No combines las tres el primer día: Empieza con una sola infusión, la que ataque tu molestia principal. Si es el sueño, empieza con la de espino. Si son las articulaciones, empieza con la de cúrcuma. Añade una nueva cada semana. Tomar las tres desde el día uno puede causar malestar estomacal o mareos.
La temperatura importa: Las infusiones deben estar tibias, no hirviendo. Los adultos mayores tenemos más sensible el esófago y el estómago. Quemarse no ayuda en nada.
Hidrátate entre infusiones: Estas bebidas no reemplazan el agua. Toma al menos 6 vasos de agua pura al día. Las infusiones son complementos, no sustitutos.
Dales tiempo: Mi abuelo notó cambios en el sueño a la primera semana, pero en las articulaciones tardó un mes. No te desesperes. La naturaleza es amable pero no es instantánea.

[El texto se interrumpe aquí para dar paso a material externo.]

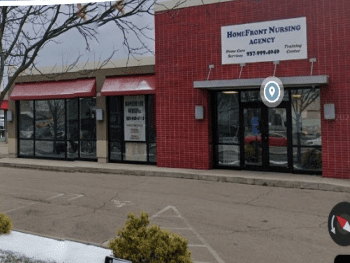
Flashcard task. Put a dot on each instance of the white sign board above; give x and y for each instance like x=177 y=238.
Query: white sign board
x=134 y=118
x=265 y=41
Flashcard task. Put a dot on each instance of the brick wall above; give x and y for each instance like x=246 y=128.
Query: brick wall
x=189 y=39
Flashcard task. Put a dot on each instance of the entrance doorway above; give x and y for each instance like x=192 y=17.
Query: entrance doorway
x=266 y=137
x=249 y=135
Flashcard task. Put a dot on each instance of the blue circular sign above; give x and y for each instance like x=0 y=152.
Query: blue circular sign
x=272 y=92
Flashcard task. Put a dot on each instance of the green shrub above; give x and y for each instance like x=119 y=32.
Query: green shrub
x=5 y=223
x=139 y=244
x=312 y=159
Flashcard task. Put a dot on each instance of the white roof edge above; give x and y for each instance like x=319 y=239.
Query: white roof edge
x=253 y=83
x=177 y=4
x=115 y=63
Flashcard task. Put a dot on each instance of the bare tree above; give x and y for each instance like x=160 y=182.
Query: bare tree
x=25 y=30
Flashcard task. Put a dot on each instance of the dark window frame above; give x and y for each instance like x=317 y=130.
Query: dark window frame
x=149 y=98
x=34 y=139
x=291 y=146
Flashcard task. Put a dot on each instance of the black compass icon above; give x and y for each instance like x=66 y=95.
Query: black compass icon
x=339 y=224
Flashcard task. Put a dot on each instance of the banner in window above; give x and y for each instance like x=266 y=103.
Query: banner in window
x=134 y=118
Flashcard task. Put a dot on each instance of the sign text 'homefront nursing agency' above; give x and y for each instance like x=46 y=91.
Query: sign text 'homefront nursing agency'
x=135 y=118
x=265 y=41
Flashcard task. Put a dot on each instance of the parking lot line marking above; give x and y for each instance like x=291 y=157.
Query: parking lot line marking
x=195 y=245
x=75 y=197
x=211 y=250
x=54 y=197
x=8 y=211
x=27 y=189
x=167 y=216
x=178 y=228
x=161 y=211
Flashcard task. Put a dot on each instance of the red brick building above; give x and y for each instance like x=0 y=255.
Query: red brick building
x=189 y=39
x=201 y=105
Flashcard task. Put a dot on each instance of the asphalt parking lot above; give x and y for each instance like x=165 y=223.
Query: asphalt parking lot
x=223 y=222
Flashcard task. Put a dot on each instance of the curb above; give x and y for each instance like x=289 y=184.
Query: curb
x=284 y=183
x=63 y=239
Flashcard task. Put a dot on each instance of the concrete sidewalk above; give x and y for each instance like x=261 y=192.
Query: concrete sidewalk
x=230 y=176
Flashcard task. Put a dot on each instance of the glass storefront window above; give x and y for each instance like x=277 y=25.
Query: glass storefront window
x=26 y=120
x=228 y=155
x=298 y=116
x=306 y=118
x=50 y=119
x=132 y=135
x=228 y=117
x=47 y=121
x=88 y=118
x=254 y=95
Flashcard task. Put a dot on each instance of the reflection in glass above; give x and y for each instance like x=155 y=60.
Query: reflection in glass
x=151 y=118
x=306 y=117
x=249 y=96
x=72 y=149
x=72 y=120
x=116 y=151
x=50 y=119
x=26 y=124
x=229 y=155
x=278 y=137
x=26 y=148
x=88 y=118
x=50 y=149
x=227 y=117
x=152 y=152
x=254 y=95
x=311 y=158
x=252 y=136
x=135 y=152
x=115 y=119
x=88 y=149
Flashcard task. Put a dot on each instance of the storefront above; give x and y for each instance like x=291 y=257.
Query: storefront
x=108 y=117
x=199 y=106
x=56 y=119
x=4 y=105
x=214 y=56
x=131 y=119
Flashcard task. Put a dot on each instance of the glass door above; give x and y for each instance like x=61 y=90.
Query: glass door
x=265 y=137
x=254 y=134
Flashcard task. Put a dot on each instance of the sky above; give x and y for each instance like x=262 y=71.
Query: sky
x=110 y=38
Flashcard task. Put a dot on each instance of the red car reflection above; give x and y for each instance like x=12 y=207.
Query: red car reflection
x=274 y=140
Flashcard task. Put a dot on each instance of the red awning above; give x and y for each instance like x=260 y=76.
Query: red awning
x=136 y=85
x=4 y=105
x=54 y=90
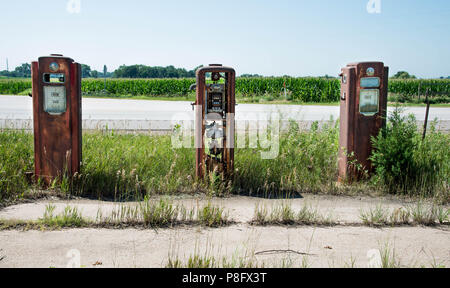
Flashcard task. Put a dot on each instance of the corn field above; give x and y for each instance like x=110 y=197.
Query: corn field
x=319 y=90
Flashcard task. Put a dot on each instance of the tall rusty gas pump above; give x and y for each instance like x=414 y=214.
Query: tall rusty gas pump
x=56 y=116
x=214 y=120
x=363 y=106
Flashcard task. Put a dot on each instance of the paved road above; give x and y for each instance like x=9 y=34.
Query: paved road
x=122 y=114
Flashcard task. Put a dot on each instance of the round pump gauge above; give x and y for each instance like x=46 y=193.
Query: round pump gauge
x=370 y=71
x=54 y=66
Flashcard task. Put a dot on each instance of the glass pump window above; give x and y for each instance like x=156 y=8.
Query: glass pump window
x=54 y=78
x=55 y=102
x=368 y=101
x=370 y=82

Almacena bien las hierbas: Guarda el espino, la manzanilla y la cola de caballo en frascos de vidrio oscuro, lejos de la luz y la humedad. Duran hasta 6 meses. El jengibre y la cúrcuma en polvo, en frasco cerrado en un lugar fresco.

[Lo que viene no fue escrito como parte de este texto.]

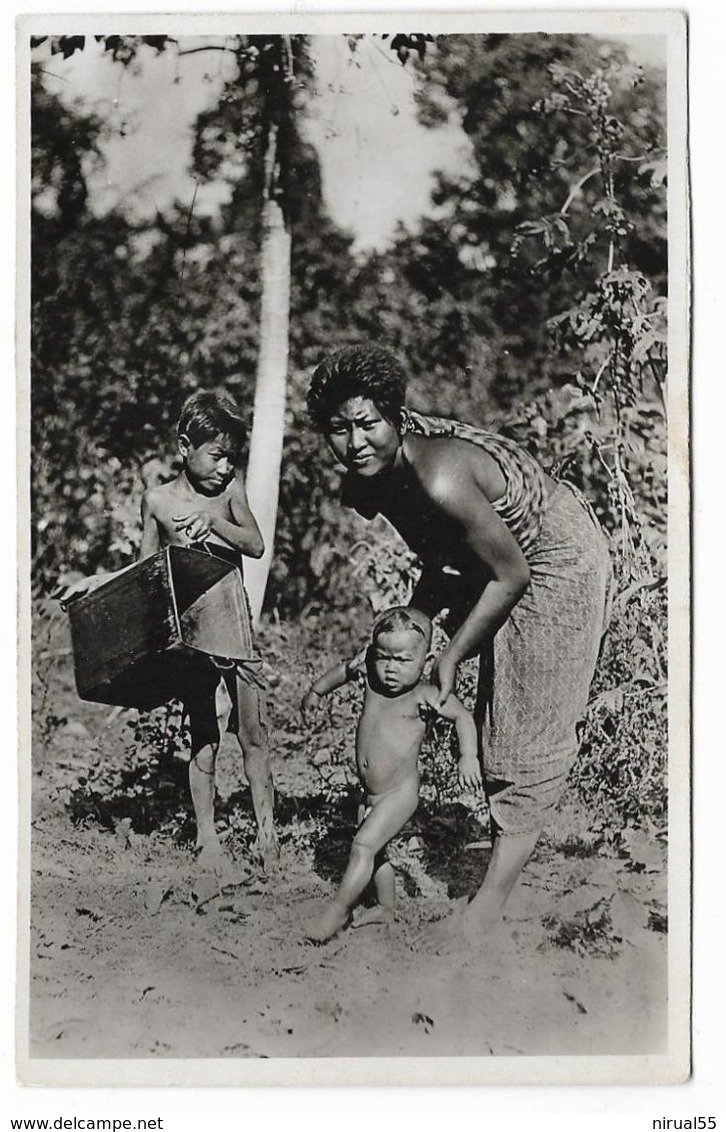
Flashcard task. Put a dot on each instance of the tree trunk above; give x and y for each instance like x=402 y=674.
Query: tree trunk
x=265 y=447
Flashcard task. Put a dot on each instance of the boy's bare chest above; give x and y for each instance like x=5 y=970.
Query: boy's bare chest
x=176 y=506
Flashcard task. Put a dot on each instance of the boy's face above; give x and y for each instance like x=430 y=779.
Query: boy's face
x=210 y=465
x=398 y=660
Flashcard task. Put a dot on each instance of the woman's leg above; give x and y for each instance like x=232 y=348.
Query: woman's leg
x=510 y=855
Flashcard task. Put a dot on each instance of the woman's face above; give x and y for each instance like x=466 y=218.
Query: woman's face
x=361 y=439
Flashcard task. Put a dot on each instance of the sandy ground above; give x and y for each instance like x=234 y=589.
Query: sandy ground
x=136 y=953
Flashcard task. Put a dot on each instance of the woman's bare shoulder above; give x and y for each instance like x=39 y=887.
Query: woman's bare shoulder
x=444 y=464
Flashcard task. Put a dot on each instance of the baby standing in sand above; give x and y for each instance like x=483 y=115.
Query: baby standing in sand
x=389 y=739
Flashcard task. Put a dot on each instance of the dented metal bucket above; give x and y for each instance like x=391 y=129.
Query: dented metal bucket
x=137 y=634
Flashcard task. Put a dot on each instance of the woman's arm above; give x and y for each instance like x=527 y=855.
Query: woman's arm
x=454 y=485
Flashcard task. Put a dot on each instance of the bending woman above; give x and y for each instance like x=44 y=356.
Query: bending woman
x=518 y=559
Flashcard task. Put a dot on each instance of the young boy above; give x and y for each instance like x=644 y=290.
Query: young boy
x=387 y=743
x=205 y=506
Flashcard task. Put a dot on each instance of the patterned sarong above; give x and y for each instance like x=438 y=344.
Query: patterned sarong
x=535 y=682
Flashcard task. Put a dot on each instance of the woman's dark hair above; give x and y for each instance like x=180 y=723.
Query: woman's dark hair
x=208 y=413
x=357 y=371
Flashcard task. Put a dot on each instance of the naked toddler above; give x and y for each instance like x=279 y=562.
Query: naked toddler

Mi abuelo hoy se ríe de lo mal que la pasaba. Sigue tomando la infusión de articulaciones en ayunas y la del corazón por la tarde. La de cola de caballo la dejó porque no le gustaba el sabor, pero su piel mejoró igual con buena hidratación. El punto es: estas infusiones son una ayuda poderosa, pero no son magia. Son un empujón para que el cuerpo haga lo que ya sabe hacer. Con cariño, constancia y supervisión médica, los años pueden ser vividos, no solo sobrellevados.